Escrito por Jornal Noticias
Quarta, 20 Outubro 2010 09:17

Os utentes dos serviços de telefonia móvel no país estão isentos da contribuição para o Fundo de Desenvolvimento dos Transportes (FTC), contrariamente ao que previa o Decreto 38/2010 de 15 de Setembro.
Com efeito, o Governo, reunido ontem, em Maputo, na sua 37ª sessão ordinária, aprovou um novo instrumento que impõe alterações na redacção do número dois do artigo 4, que dispunha que os subscritores dos serviços de telefonia móvel contribuirão para o FTC com um valor até 30 meticais por mês nos contratos pós-pago e com cinco meticais nos contratos para o serviço pré-pago.
Nos termos do decreto aprovado ontem, “as operadoras de telefonia móvel podem contribuir para o Fundo de Desenvolvimento dos Transportes e Comunicações”.
De acordo com o Ministro dos Transportes e Comunicações, Paulo Zucula, o novo documento altera a redacção do número dois do artigo quatro do decreto, aprovado a 15 de Setembro.
“A alteração é correcção duma gralha ocorrida quando da aprovação do decreto que cria o fundo e consistiu no envio para a Imprensa Nacional da versão não corrigida do decreto-lei. O que foi aprovado previa que são os subscritores do serviço que devem contribuir para o fundo e alterou-se para dispor que são os operadores”, disse.
O decreto ontem aprovado, segundo Zucula, pede a colaboração dos operadores e não dos subscritores.“O que o novo dispositivo diz é aceitar fundos provenientes dessa fonte”, disse, sem adiantar pormenores.
Nos termos da redacção anterior receava-se que a taxa a ser cobrada contribuísse para encarecer os serviços ao subscritor.
Nos termos do decreto datado de 15 de Setembro refere-se que o Fundo de Desenvolvimento dos Transportes advirá de diversas fontes, nomeadamente cinco porcento da taxa de combustíveis, 60 das receitas de emissão de permits, receitas provenientes dos institutos públicos do sector e bens patrimoniais considerados passivos de empresas e instituições como TPM, TPB, CFM, EMODRAGA, Aeroportos de Moçambique, Correios, Transmarítima, INAHINA, INAMAR, INAM, INAV e Instituto Nacional de Comunicações de Moçambique.
A entrada em vigor do novo organismo está dependente da aprovação, até 15 de Dezembro, pelo ministro de tutela, de um regulamento interno do fundo.
Paralelamente, os Ministros das Finanças e dos Transportes e Comunicações deverão, no mesmo prazo, fixar o mecanismo de transferência de bens e valores considerados passivos das instituições abrangidas para o FTC.

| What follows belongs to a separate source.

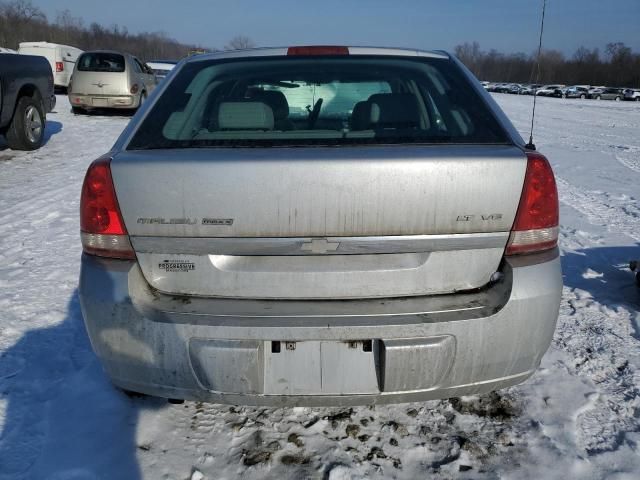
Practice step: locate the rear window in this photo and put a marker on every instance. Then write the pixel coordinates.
(101, 62)
(302, 101)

Ainda ontem, o Conselho de Ministros aprovou a proposta de Lei que cria a Ordem dos Contabilistas e Auditores de Moçambique que decorre da necessidade de criação de um quadro jurídico-legal de regulação da profissão, que permita a convivência de distintas categorias de profissionais de contabilidade e auditoria.